He's a schoolboy from Romania. And he's very, VERY tall.
Very tall indeed. At an age when most kids are still comfortably wearing clothes that are exempt from VAT,
Robert is a full 18 inches taller than the average human male.
So not
surprisingly, the biggest teams in basketball are already buzzing around
and hoping to sign him up.
He's
already moved from his native Romania to Italy where he's signed up for
the academy programme at the Stella Azzura Roma basketball club -
though he will only take up his place when he turns 14.
So far, Robert's family have
rejected other offers which have already started coming in from across
Europe's best basketball teams - including Real Madrid - saying that they want him to grow up in a stable, controlled family environment.
And
that's a very sound idea: the history of sport is littered with
promising youngsters over the years who have fallen by the wayside,
struggled to meet their potential, got riddled with injuries from
playing too much too soon or even disappeared completely:
football's Freddy Adu and tennis's Jennifer Capriati are but two famous examples, while in the past it's even been suggested that the likes of Michael Owen could have had far better careers at the top had they not overdone it while young.
Taking
even a cursory look at Robert's physique shows just how important that
could be: though he's enormously tall - and is still growing at four
inches a year - he is desperately thin with it.
In fact were
he to sign for an NBA team today, he would be the tallest player in the
league (beating the 7'3" Tanzanian star Hasheem Thabeet of Oklahoma
City) - but he would also be one of the lightest.
But
Robert is training hard with his coach to work on exactly that, knowing
that building his strength, stamina and speed will be crucial.
Assuming all goes well, a Euroloeague move contract is his next planned step, according to this report from Spain.
And that will be a stepping stone to the big one: clearly, Euroleague
stardom would be small beer (once he reaches legal drinking age)
compared to a potential multi-million dollar NBA contract.
Considering
that his father, Zigmond - who stands a mere 7'1'' - enjoyed a
successful basketball career, there's every reason to expect that Robert
has more than just sheer size on his side.
And
that's just as well, because tallness in itself is no guarantee of
success.

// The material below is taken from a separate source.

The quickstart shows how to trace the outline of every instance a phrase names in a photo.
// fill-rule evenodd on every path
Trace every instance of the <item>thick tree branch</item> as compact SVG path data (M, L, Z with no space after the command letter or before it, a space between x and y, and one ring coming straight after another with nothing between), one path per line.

Nowhere is that better demonstrated than by Paul Sturgess.
Ever heard of him? Probably not, unless you happened to catch our article about him a few months ago. But at 7'8" he's the second-tallest living Englishman, and the tallest professional basketball player on the planet.
Sturgess
is currently on the books at an NBA D-League (basketball's minor
league) outfit called the Texas Legends. He is lucky to even get on the
court most games, and averages just 0.6 points per game when he does.